Санитарная машина (не та старая колымага, а «додж» — (мэйд ин USA с металлическим фургоном) и весь персонал укрылись за вытянутой постройкой красно-кирпичного коровника, потому что противник осатанело сопротивлялся, словно решил обязательно помереть на этом Тельтовом канале. Доктор выдвинулся так далеко вперед и так опасно, чтобы быть как можно ближе к танковым экипажам, автоматчикам десанта и группе своего комбрига. Если впереди что-нибудь стрясется, то сразу: вот они мы!.. Ведь с кем-то ежеминутно что-то случается. И тут случится. По-другому не бывает… И его сразу вызовут. И будут кричать:

— Доктора! Капитана Идельчика сюда!..

Мина угодила в кучу не то перегноя, не то навоза, неподалеку от того места, где стоял врач. Осколок с перепелиным фырком пропорол все, что было на нем надето… и живот… Адский холод пронзил его от макушки до пят. А в следующее мгновение было слово: «Боже! Спаси!». Он захватил обеими руками живот и только тут догадался, что рана очень большая. Даже трудно было понять, какая она — ошметки обмундирования, белье, ремень перемешались с внутренностями.

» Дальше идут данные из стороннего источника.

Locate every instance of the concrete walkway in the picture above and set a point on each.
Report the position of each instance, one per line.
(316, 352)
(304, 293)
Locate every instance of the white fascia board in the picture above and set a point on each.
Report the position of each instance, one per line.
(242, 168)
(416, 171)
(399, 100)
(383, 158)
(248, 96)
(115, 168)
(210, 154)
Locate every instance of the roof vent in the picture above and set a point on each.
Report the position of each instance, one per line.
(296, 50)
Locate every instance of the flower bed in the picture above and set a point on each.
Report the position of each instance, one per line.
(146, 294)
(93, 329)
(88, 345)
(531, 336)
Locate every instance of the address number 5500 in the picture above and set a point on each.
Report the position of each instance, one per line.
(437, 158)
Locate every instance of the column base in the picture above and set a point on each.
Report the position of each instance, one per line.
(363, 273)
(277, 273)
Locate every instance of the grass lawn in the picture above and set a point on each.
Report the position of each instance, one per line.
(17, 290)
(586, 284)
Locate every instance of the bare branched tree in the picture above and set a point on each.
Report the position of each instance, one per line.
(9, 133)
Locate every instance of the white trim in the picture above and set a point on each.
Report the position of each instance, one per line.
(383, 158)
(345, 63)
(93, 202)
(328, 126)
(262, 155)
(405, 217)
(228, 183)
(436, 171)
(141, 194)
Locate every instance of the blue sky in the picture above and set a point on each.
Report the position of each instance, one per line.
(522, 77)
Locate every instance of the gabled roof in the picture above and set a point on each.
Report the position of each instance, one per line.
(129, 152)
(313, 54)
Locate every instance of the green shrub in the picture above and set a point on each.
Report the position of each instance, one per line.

— Санита-а-ары! — он успел крикнуть. — Скорее…

Его услышали и тут же кинулись…

Он проговорил:

— Тре-бу-ха, — и никак не мог растопыренными ладонями удержать вываливающийся кишечник…

К краю обрыва бежали двое с носилками. За ними на коротких крепких ногах мчался только-только подъехавший начальник боепитания Перфильев. Доктора осторожно укладывали на носилки.

— Саша, Саша… Как же это тебя, Са-Ша?! — причитал начбой, не зная, с какой стороны к нему подступиться. — Вот, гранаты им везу… И снаряды… А? Саша?.. Вот гранаты — шесть ящиков… А взрывателей нет — смехота!.. Скажи, где я им возьму взрыватели?.. Если их нету?! Упер кто-то.

— Стоп, — сказал Идельчик и сквозь пронзительную боль умудрился произнести:

— Сколько раз повторять: раненного в живот переносят с согнутыми в коленях ногами.

Виноватые санитары (а они всегда пожилые и новые— их всегда учить заново) согнули ему ноги в коленях, перехватили окровавленным офицерским ремнем, закрепили, подняли носилки и затрусили к каменной постройке.

Он еще раз остановил их.

— Перфиша, дорогой, — простонал доктор, — скажи им… До медсанбата сколько?..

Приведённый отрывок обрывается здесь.